Elephants

Lindsay Clancy, processo nullo per la mamma che uccise i tre figli: giuria spaccata sulla depressione post-partum

September 4, 2026

Svolta clamorosa sul caso di Lindsay Clancy, la mamma 35enne che ha strangolato a morte i suoi tre figli nella loro casa di Duxbury, in Massachusetts. La giuria infatti «non è in grado» di raggiungere un verdetto. Lo riportano i media americani citando la comunicazione dei giurati alla corte. Il giudice William Sullivan ha dichiarato il processo nullo: «Non penso di avere altra scelta che dichiarare l'annullamento del processo», ha detto Sullivan. I giurati hanno deliberato per oltre sei giorni senza riuscire a trovare il consenso su un caso che ha incollato gli Stati Uniti alla tv e ha acceso il dibattito sulla depressione e la psicosi post-partum.

La storia di Lindsay Clancy

La giuria era chiamata a decidere se Clancy era consapevole delle sue azioni quando ha ucciso Cora, Dawson e Callan, rispettivamente 5 anni, 3 anni e otto mesi. La donna si è dichiarata non colpevole delle accuse di omicidio di primo grado. Se venisse assolta per infermità mentale, verrà probabilmente internata in una struttura psichiatrica di massima sicurezza. L'attenzione del dibattito negli Usa si è concentrata sulla depressione e la psicosi postpartum, fenomeni che colpiscono molte donne. Parte dell'America si è schierata in difesa di Clancy, che nel 2022 aveva iniziato un programma di cura proprio per la depressione postpartum. Nel 2023 la donna era stata ricoverata in una struttura psichiatrica nei pressi di Boston, dove è rimasta cinque giorni. La crisi raggiunse l'apice il 24 gennaio del 2023, quando uccise i suoi tre figli dopo aver udito una voce maschile che le diceva che sarebbe morta e che i suoi figli non sarebbero stati al sicuro senza di lei. Nel corso del procedimento ha testimoniato anche l'ormai ex marito di Clancy, raccontando di quando è entrato in casa e ha trovato i figli uccisi e ha chiamato i soccorsi.

«Come infermiera, sapeva»

Clancy sapeva la differenza fra cosa è giusto e cosa è sbagliato nel gennaio del 2023: era un «adulto funzionale» e una «madre funzionale», ha detto Jennifer Sprague, la pm dell'accusa, durante l'arringa finale. Rivolgendosi alla giuria ha spiegato che non è stato il sistema che l'ha spinta a strangolare i figli: Clancy era sottoposta a molte cure ma «come infermiera, sapeva che il suo approccio non era quello corretto», ha messo in evidenza sottolineando come le ricerche online effettuate dalla donna sono una prova che stesse pianificando di uccidere i figli.
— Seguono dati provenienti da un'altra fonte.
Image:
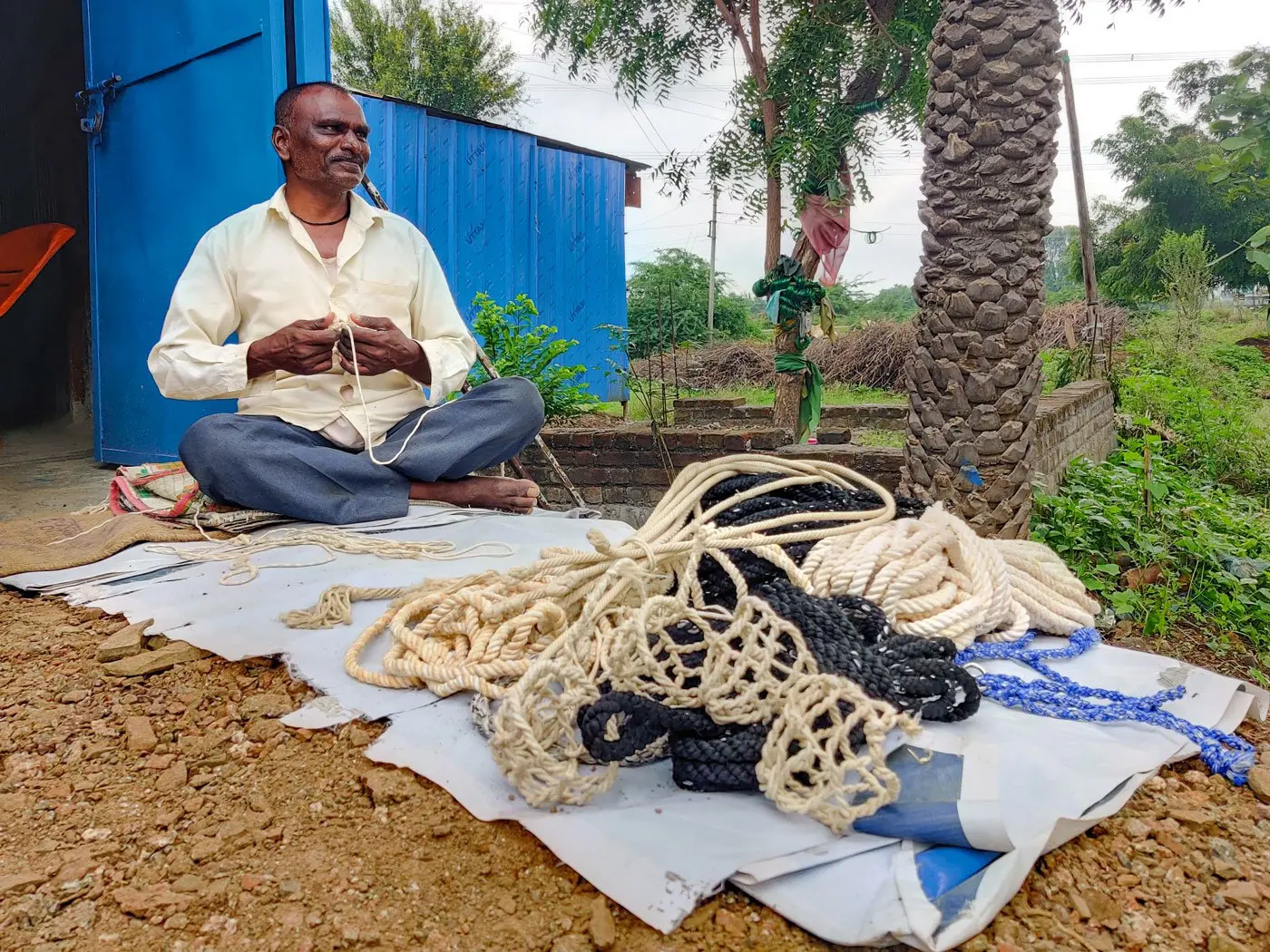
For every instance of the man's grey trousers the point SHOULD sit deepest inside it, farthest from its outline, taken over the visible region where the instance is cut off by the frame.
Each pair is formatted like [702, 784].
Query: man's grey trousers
[260, 462]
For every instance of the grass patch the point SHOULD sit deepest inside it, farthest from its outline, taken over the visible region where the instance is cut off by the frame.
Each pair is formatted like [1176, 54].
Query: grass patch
[835, 395]
[1174, 529]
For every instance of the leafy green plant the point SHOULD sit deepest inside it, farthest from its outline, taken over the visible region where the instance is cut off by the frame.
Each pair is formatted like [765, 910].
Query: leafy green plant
[521, 348]
[1162, 545]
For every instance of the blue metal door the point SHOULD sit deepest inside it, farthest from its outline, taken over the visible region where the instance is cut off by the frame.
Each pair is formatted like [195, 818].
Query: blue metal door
[178, 113]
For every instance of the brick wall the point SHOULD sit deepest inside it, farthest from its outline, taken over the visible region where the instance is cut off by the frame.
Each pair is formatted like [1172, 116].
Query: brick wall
[1073, 422]
[620, 471]
[730, 412]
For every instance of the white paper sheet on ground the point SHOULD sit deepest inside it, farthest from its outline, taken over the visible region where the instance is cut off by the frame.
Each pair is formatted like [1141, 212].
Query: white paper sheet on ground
[992, 792]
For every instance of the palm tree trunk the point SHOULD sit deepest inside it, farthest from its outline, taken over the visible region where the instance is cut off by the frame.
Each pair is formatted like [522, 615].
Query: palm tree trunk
[975, 376]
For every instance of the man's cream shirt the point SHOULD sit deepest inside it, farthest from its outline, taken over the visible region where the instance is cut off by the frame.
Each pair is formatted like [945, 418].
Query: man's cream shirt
[259, 270]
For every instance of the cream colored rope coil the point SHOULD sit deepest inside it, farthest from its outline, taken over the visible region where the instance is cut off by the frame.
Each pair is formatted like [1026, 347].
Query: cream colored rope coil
[935, 578]
[476, 632]
[757, 670]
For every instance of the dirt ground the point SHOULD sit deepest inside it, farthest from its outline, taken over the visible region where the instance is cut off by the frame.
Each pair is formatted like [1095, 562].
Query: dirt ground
[175, 812]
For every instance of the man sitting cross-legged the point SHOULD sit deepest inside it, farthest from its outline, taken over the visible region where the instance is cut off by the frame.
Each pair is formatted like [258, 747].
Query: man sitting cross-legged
[277, 276]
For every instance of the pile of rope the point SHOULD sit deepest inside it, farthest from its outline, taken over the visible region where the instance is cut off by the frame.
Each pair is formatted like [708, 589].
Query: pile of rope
[740, 628]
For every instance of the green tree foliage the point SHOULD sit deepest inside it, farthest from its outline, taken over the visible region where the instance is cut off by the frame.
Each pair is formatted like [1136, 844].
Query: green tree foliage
[1167, 164]
[822, 79]
[1058, 249]
[442, 53]
[518, 346]
[679, 283]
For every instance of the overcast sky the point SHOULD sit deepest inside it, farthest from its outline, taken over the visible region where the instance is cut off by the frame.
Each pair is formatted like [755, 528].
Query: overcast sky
[1111, 67]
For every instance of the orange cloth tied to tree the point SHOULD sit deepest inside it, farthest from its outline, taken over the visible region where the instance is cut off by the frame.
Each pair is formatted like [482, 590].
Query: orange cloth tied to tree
[23, 253]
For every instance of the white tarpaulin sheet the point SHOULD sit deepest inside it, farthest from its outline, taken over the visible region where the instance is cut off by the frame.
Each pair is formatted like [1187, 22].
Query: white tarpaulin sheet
[980, 802]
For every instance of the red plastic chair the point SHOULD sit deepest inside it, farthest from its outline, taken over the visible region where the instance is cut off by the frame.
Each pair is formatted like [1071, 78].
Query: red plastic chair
[23, 253]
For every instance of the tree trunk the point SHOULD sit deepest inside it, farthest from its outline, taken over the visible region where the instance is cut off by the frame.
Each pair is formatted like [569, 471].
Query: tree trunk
[975, 376]
[789, 386]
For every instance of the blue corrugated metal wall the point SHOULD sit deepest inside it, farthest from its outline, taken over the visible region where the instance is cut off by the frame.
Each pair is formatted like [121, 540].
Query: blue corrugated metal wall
[507, 215]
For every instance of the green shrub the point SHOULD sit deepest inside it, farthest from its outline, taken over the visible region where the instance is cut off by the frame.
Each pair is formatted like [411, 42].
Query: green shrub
[518, 348]
[1202, 551]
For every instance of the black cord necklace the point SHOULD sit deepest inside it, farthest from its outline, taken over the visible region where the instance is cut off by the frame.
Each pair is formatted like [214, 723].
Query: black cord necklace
[324, 224]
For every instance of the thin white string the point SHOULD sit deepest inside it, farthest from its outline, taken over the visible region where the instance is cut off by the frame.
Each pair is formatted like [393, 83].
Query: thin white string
[346, 324]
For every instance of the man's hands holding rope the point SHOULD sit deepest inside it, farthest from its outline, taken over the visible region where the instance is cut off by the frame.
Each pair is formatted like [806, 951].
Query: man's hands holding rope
[308, 348]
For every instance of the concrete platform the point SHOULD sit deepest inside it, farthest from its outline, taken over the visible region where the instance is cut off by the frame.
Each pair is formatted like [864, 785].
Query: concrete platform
[50, 469]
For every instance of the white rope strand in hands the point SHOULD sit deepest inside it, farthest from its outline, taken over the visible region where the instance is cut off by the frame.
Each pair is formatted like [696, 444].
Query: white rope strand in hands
[476, 632]
[239, 549]
[346, 324]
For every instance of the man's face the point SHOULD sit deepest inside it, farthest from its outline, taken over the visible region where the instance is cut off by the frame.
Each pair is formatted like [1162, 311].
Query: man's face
[326, 141]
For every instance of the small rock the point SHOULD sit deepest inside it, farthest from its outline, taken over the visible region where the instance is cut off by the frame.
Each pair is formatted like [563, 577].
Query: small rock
[142, 735]
[270, 704]
[729, 922]
[1226, 859]
[173, 778]
[1241, 891]
[154, 662]
[389, 787]
[1137, 829]
[205, 850]
[262, 729]
[357, 736]
[1191, 818]
[21, 882]
[603, 929]
[1259, 782]
[124, 643]
[1216, 942]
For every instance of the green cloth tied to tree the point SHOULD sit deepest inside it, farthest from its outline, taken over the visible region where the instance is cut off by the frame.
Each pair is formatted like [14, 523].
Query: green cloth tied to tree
[790, 302]
[813, 390]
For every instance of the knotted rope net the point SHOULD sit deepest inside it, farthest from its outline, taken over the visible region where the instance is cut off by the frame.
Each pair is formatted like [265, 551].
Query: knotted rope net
[935, 578]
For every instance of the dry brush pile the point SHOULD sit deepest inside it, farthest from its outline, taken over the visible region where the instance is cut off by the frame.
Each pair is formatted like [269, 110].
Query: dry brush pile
[872, 355]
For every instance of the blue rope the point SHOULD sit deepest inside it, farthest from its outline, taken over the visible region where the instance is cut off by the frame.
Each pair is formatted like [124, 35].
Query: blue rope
[1057, 695]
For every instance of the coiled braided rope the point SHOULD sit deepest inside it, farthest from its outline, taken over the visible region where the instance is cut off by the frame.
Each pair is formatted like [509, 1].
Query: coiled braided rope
[933, 577]
[480, 632]
[845, 635]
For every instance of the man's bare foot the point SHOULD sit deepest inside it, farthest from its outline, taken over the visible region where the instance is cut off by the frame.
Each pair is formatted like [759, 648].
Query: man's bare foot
[480, 492]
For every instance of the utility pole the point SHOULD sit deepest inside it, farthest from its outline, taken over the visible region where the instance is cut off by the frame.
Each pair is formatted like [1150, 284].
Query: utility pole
[714, 241]
[1082, 209]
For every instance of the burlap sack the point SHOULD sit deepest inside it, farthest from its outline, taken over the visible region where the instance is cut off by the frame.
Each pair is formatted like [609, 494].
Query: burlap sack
[28, 545]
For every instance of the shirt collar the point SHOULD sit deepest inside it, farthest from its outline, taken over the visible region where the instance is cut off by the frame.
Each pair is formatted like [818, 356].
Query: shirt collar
[359, 211]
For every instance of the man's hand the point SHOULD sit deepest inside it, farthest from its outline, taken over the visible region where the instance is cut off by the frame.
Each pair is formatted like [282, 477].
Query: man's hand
[381, 346]
[302, 348]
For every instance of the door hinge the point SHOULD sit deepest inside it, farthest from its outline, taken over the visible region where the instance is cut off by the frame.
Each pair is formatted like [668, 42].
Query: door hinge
[92, 104]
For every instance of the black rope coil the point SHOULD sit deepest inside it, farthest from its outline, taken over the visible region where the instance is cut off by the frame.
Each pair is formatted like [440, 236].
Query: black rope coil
[847, 636]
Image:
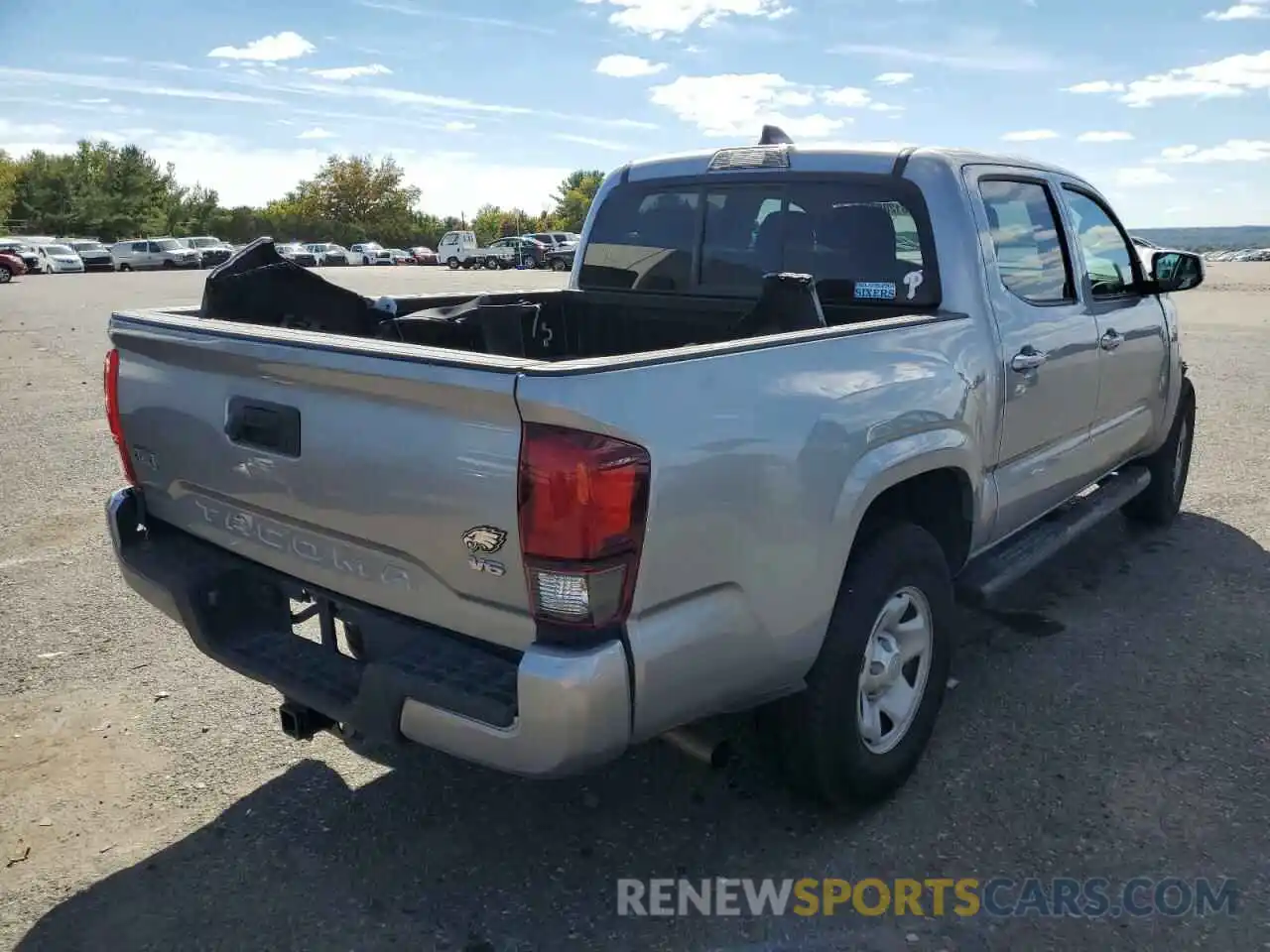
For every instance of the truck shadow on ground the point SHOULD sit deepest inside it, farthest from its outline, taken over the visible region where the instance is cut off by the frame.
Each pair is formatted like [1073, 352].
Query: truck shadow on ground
[441, 855]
Il dibattito sulla depressione post-partum

Nel corso del processo è emerso che Clancy, prima di uccidere i figli, aveva cercato informazioni su alcuni farmaci e su quanto tempo avrebbe impiegato suo marito ad andare a ritirare la cena che avevano ordinato. «Se sei in un momento di stress, non mandi tuo marito da nessuna parte. Preparate la cena a casa», ha aggiunto. La difesa ha respinto la tesi della volontarietà dello strangolamento dei tre figli da parte di Clancy. «I suoi diari mostrano il deterioramento della sua salute mentale», ha detto il suo legale Kevin Reddington. «Non è penalmente responsabile», ha aggiunto ricordando che Clancy ha chiesto di essere rappresentata da un avvocato dopo che si è svegliata dal coma. La donna aveva infatti cercato di togliersi la vita dopo aver ucciso i figli ed è finita in coma, con la rottura della sua spina dorsale, delle vertebre e delle costole. La donna ha presenziato al processo su una sedia a rotelle.